We can all agree that choice is a good thing.
Devo even wrote a song about it back in 1980.
But choice comes with a cost — at Ichiban Supreme Buffet in Greensboro it’s about 10 bucks, and the choices, frankly, are almost too much to bear.
The place is new, in a space about as big as a large grocery store with a cool water feature near the entrance. The dining room can seat hundreds, which is a good thing because it’s set up to feed about a thousand.
I am no stranger to buffets. I go so often that I have devised a perfect strategy for eating at them — my Rule of Five, five being the amount of trips one needs to take to the buffet line to maximize value and sample size.
But the spread at Ichiban is confounding. Ten separate buffet lines teem with mainly Asian staples, with a separate sushi station and a hibachi menu made to order. This buffet has meatloaf and frog legs, pot roast and pigs in blankets, a raw bar, six preparations of shrimp, three kinds of squid, two different pizzas and three types of ribs.
There’s just no way to try everything good on a single visit. My first plate was easy: hot-and-sour soup, a baked crab, some actual crab that was halved and fried and a few sushi pieces: spicy tuna roll, a crispy tempura roll and octopus a la carte. The baked crab was disappointing, made with imitation crabmeat, but the half crab was the real deal, unless someone went to the trouble to stuff a crabshell with fake lump meat. The hot-and-sour soup was tremendous, a real winner.
For my second lap, I loaded up with a couple dumplings and crab Rangoon, a chicken skewer, two sesame balls and something called “Philly steak pie,” a variation on the Philadelphia classic sandwich. Everything was pretty good, but the big surprise was the Philly, made with actual steak: delicious, but filling enough that it wouldn’t do to dwell on it.
By my third lap I was virtually paralyzed by the choices in front of me. I decided to go with shrimp, one of each type. I had cocktail shrimp, fried shrimp, stuffed shrimp, coconut shrimp, whole tempura-fried shrimp and butter shrimp, and I felt a little like that guy from Forrest Gump.

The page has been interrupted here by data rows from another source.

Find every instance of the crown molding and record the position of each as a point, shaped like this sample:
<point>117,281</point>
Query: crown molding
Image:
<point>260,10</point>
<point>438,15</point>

Generally, I use the fourth trip to the buffet to double up on favorite from my previous three trips, but the vast array at Ichiban thwarted my plan. I hooked up with some hickory ribs, a spring roll and a couple more of those sesame balls — I needed to save room for dessert, which takes up two separate buffet lines.
I could have taken my pick from two kinds of cake, two kinds of Jell-O, two kinds of pudding, a whole line of fruit and a tray of pastry, but for the life of me I wasn’t all that hungry anymore. I must be getting old. I chose a flaky sesame turnover, a small cup of green stuff that turned out to be a mint mousse and a couple scoops of mint-chip ice cream from a well-stocked freezer case.
Even with the stack of dirty plates I made, I still barely scratched the surface at Ichiban, Rule of Five be damned. I’ll have to go back, but I may need to do some training first. It will take at least seven plates for me to really assess the situation.